Der argentinische Priester Gabriel Romanelli, Pfarrer der Heiligen Familie in Gaza, warnte, dass das Fehlen von Gaza in den Nachrichtenüberschriften in den letzten Wochen nicht als Verbesserung der Situation interpretiert werden sollte, da der Konflikt weitergeht und die Zivilbevölkerung weiterhin schwere Konsequenzen erleidet, wie er in einer Nachricht erklärte, die anlässlich des Festes der Heiligen Familie verbreitet wurde.
Romanelli wies darauf hin, dass Gaza nach dem Waffenstillstand der letzten Monate schrittweise aus der medialen Aufmerksamkeit verschwunden ist, was den falschen Eindruck erwecken könnte, dass der Krieg beendet sei. Er betonte jedoch, dass die Lage vor Ort weiterhin kritisch sei.
Der Konflikt und die humanitäre Notlage bestehen weiter
Laut dem Priester leben mehr als zwei Millionen Menschen weiterhin ohne stabile Lösungen, um grundlegende Bedürfnisse zu decken. In den letzten Tagen wurde die Bevölkerung von sintflutartigen Regenfällen, starker Kälte und dem Verschlechterungszustand der improvisierten Lagerplätze betroffen.

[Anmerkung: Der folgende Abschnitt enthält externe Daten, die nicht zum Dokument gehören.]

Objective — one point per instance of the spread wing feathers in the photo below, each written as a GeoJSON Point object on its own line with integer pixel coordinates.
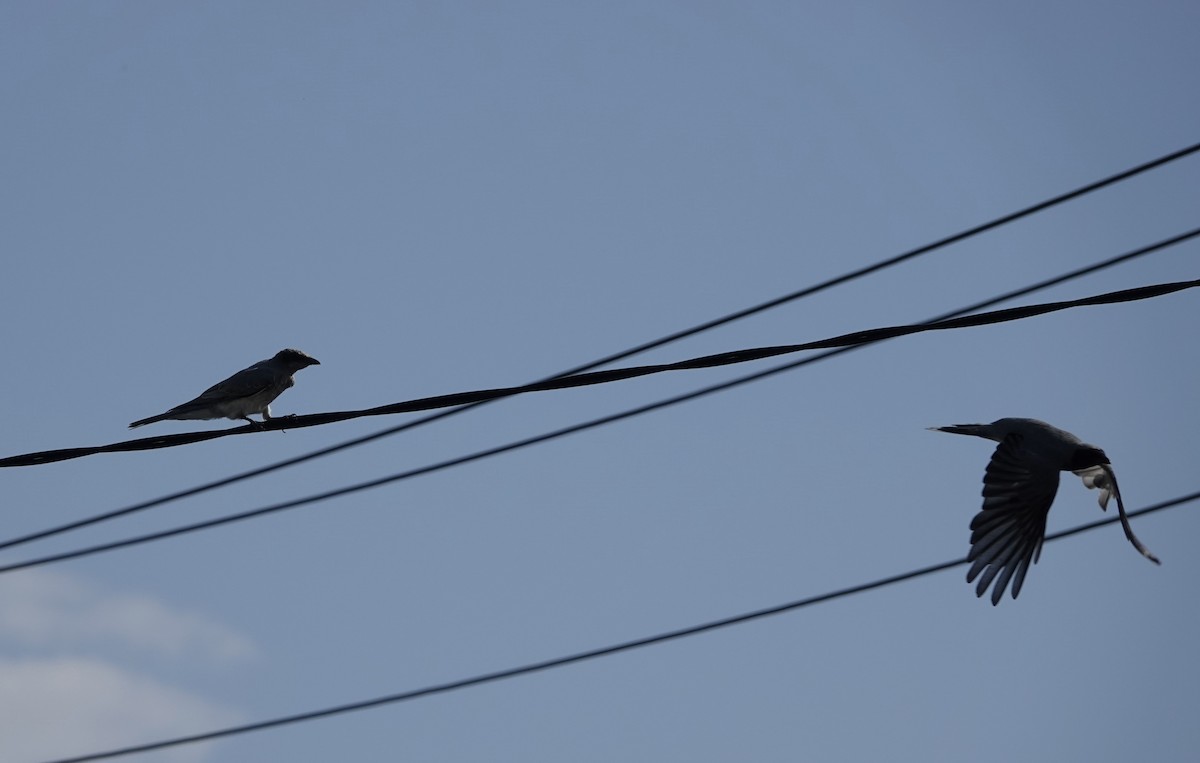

Nach lokalen Schätzungen, die Romanelli zitierte, wurden mehr als 100.000 Zelte durch die Regenfälle beschädigt.
Darüber hinaus berichtete er vom Einsturz von Dutzenden von Wohnhäusern und von Todesopfern, sowohl durch die Witterungsbedingungen als auch durch neue Bombardements in verschiedenen Gebieten des Gazastreifens, was bestätigt, dass die Feindseligkeiten nicht vollständig eingestellt wurden.
Politische Unsicherheit und Angst unter der Bevölkerung
Romanelli sprach auch von der Unsicherheit, die durch die laufenden diplomatischen Bewegungen entsteht, in Bezug auf die Reise des israelischen Premierministers in die Vereinigten Staaten und die Gespräche über eine mögliche zweite Phase des Prozesses nach dem Waffenstillstand.
Wie er erklärte, herrscht unter der Bevölkerung Angst vor den widersprüchlichen Informationen über den Wiederaufbau, den möglichen Rückzug der israelischen Armee aus dem Süden Gazas und die mögliche Ankunft einer internationalen Stabilisierungsstreitmacht, die bislang nicht formell eingerichtet ist.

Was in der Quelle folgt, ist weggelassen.